Life on the ocean wave

 

From Socialist Review, No. 178, September 1994.
Copyright © Socialist Review.
Copied with thanks from the Socialist Review Archive.
Marked up by Einde O’Callaghan for ETOL.

 

I write to take issue with your review of Between the Devil and the Deep Blue Sea by Marcus Rediker.

In the early 18th century there were some 5,000 active pirates in the North Atlantic, at the peak of their effectiveness, organised into several federations for mutual support. Bourgeois history has always painted them as utterly cruel and depraved outlaws, but I believe that Marxists should see them as an extreme form of the rebellion of alienated naval labour.

To have up to 5,000 armed proletarians completely free of ruling class control was enough to scare the authorities out of their minds, especially as the pirates could rely on at least the passive sympathy of a large number of those still in the merchant navy. The cruel reputation that the most famous pirates had is based on their treatment of captured merchant captains and their rich passengers.
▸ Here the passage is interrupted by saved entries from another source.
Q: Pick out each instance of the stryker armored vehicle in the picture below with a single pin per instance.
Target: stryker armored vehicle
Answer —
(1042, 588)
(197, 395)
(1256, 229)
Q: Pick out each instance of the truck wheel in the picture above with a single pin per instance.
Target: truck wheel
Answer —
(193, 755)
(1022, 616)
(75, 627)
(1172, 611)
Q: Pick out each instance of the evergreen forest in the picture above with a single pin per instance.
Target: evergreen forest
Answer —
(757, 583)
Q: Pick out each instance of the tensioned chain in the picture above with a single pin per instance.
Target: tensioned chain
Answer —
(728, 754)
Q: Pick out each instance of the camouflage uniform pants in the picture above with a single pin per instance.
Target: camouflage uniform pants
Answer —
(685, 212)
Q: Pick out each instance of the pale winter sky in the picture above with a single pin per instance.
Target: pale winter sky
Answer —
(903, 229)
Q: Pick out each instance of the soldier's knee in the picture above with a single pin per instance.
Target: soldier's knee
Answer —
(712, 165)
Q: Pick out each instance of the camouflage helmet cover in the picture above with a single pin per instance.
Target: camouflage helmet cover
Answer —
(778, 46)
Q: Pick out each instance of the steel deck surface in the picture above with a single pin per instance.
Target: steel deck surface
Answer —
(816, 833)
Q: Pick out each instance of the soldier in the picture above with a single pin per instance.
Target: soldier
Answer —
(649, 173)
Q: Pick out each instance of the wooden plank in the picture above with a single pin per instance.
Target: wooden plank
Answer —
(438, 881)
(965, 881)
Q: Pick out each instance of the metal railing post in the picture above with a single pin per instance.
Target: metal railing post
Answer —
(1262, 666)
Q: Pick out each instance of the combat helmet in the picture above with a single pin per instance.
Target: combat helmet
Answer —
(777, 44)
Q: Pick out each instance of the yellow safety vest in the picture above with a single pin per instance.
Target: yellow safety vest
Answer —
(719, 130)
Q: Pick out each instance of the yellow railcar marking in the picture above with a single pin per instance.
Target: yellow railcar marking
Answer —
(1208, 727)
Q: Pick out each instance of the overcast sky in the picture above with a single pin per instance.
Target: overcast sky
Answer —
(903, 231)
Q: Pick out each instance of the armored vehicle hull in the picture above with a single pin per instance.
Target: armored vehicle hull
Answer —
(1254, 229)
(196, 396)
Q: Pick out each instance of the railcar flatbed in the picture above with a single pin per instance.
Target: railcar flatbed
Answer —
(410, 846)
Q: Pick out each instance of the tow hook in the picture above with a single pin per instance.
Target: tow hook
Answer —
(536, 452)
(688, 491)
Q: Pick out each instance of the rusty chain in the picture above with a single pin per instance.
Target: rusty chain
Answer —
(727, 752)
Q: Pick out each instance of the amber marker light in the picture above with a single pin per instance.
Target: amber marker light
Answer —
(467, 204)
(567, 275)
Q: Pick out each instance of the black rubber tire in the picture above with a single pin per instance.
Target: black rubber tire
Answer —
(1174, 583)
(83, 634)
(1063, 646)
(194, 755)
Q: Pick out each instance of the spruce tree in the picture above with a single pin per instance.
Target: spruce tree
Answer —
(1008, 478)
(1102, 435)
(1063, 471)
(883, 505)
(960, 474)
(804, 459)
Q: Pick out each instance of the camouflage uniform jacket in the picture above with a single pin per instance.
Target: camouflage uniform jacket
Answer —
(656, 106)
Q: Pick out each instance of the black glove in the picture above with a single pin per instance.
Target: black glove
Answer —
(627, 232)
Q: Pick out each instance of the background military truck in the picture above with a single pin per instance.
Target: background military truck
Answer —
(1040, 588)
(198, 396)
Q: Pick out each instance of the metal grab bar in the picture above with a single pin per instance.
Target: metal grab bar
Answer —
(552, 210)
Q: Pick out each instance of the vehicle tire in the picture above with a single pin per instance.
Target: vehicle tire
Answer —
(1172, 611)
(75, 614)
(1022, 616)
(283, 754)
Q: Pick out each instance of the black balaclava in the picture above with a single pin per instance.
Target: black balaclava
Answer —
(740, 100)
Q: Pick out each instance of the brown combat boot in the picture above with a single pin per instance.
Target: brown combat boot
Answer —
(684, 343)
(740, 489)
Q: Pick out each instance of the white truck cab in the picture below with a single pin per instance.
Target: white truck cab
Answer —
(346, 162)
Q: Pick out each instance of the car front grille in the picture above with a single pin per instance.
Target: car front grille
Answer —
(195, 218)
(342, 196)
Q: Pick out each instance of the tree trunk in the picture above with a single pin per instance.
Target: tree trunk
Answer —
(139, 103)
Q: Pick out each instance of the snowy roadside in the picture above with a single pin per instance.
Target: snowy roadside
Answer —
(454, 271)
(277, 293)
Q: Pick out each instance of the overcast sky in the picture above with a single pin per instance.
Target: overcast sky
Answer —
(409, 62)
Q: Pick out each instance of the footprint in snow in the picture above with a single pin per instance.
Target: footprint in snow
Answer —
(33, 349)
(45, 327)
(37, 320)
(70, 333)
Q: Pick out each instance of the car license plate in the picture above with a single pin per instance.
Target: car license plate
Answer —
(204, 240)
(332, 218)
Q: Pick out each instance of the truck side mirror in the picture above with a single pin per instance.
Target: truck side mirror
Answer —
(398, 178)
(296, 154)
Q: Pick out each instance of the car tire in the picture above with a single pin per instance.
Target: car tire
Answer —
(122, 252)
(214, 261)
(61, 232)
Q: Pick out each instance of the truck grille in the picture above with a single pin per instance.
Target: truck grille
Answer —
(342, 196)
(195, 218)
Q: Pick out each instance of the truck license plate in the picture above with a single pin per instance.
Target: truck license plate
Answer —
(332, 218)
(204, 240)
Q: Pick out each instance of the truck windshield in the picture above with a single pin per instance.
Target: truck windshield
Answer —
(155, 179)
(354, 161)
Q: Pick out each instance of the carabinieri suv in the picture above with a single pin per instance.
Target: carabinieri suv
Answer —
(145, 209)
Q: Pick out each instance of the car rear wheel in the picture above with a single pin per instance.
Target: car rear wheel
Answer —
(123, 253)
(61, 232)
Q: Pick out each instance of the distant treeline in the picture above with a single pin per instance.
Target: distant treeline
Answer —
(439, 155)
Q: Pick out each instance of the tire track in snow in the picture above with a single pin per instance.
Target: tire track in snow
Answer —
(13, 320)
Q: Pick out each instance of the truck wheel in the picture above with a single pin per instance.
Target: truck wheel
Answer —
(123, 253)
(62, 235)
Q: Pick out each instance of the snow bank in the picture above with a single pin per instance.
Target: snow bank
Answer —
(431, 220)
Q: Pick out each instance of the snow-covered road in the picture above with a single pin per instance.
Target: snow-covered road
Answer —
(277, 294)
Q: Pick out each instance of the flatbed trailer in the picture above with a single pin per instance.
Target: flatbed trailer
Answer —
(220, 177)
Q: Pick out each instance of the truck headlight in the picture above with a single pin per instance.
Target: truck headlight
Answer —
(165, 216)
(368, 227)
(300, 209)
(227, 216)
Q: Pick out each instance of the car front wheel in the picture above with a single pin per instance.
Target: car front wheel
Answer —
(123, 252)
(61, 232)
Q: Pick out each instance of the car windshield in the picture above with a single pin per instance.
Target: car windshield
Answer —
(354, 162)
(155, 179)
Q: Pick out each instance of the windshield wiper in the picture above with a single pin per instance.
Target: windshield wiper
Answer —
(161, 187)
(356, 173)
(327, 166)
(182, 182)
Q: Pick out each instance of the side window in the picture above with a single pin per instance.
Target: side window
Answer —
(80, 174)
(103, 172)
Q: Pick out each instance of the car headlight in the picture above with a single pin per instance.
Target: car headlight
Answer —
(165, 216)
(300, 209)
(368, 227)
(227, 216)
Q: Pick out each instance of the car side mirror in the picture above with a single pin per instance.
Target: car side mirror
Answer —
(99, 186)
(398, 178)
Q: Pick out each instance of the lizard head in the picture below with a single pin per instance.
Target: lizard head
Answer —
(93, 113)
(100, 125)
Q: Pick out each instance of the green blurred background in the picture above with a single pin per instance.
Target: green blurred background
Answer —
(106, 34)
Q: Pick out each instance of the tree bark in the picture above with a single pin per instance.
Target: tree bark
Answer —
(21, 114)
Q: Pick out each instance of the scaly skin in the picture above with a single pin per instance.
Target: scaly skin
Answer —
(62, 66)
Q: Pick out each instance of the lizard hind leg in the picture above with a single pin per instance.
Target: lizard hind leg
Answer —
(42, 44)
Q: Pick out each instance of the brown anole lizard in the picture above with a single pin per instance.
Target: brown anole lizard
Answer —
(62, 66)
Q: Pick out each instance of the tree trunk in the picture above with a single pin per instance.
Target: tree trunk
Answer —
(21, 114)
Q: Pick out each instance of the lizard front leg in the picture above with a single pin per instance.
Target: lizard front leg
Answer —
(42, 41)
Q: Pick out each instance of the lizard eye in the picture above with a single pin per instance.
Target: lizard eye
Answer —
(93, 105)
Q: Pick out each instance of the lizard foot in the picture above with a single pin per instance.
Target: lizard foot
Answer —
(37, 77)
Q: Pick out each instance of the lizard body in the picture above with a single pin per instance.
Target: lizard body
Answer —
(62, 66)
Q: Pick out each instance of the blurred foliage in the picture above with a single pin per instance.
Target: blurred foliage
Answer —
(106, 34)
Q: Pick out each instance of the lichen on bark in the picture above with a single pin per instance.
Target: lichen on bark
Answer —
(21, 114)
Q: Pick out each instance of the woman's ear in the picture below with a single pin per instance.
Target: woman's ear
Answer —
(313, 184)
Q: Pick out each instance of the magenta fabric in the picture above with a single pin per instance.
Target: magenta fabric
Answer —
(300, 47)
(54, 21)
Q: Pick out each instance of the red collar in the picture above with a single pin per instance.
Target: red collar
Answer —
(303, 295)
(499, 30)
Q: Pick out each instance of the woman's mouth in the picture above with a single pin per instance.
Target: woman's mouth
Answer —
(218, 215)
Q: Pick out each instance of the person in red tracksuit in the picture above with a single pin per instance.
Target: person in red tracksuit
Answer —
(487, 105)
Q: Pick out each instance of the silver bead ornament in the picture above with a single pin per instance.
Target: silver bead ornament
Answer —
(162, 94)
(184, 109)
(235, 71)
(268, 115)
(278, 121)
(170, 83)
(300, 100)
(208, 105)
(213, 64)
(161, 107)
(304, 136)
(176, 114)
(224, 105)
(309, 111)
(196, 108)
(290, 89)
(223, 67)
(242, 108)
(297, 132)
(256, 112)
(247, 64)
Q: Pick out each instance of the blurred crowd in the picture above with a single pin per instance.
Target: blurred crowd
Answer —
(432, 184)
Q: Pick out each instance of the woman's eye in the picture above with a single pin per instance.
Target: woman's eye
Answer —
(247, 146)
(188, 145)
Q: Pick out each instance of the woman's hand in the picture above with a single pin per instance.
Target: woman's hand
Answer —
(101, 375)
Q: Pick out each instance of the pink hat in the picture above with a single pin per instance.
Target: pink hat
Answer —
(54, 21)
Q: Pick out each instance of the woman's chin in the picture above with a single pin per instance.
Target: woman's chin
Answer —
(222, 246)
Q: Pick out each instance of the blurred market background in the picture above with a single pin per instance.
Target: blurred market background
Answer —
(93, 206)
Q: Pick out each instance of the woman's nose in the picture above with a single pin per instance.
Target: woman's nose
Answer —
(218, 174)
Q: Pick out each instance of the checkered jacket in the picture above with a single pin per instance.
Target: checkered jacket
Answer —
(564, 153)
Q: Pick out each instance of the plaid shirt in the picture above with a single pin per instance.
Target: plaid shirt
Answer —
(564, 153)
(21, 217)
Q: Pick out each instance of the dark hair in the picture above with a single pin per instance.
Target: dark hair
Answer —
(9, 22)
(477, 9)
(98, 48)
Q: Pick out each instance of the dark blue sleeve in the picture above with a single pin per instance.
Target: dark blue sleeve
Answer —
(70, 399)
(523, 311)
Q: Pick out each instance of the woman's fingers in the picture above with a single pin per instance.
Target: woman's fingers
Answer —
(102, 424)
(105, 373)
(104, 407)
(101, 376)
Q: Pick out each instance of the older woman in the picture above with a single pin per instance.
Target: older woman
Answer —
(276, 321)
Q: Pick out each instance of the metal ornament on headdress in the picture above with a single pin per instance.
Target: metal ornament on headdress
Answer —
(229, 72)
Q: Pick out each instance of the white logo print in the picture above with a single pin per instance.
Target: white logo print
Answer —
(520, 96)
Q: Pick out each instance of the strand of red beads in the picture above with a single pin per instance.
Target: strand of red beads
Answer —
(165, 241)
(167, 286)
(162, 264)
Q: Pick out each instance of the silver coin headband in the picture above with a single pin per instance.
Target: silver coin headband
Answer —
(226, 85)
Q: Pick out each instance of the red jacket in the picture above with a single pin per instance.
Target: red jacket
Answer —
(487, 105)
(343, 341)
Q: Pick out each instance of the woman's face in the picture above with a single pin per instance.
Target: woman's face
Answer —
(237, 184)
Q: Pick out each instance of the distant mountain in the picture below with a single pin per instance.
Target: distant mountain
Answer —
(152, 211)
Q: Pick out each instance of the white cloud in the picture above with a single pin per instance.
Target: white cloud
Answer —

I am not saying that a pirate ship was a haven of delight, but the arrogance of a captain must have been constrained by the ease of their potential removal if they overstepped the mark. Our rulers call cruel those who treat them as they normally treat us.

Your remark about rum, sodomy and the lash is, I believe, more properly attributed to Winston Churchill. The incidence of cruel and inhuman punishment in the merchant service was just as prevalent as in the royal navy and, as for rum and sodomy, some people find these to be their greatest pleasures.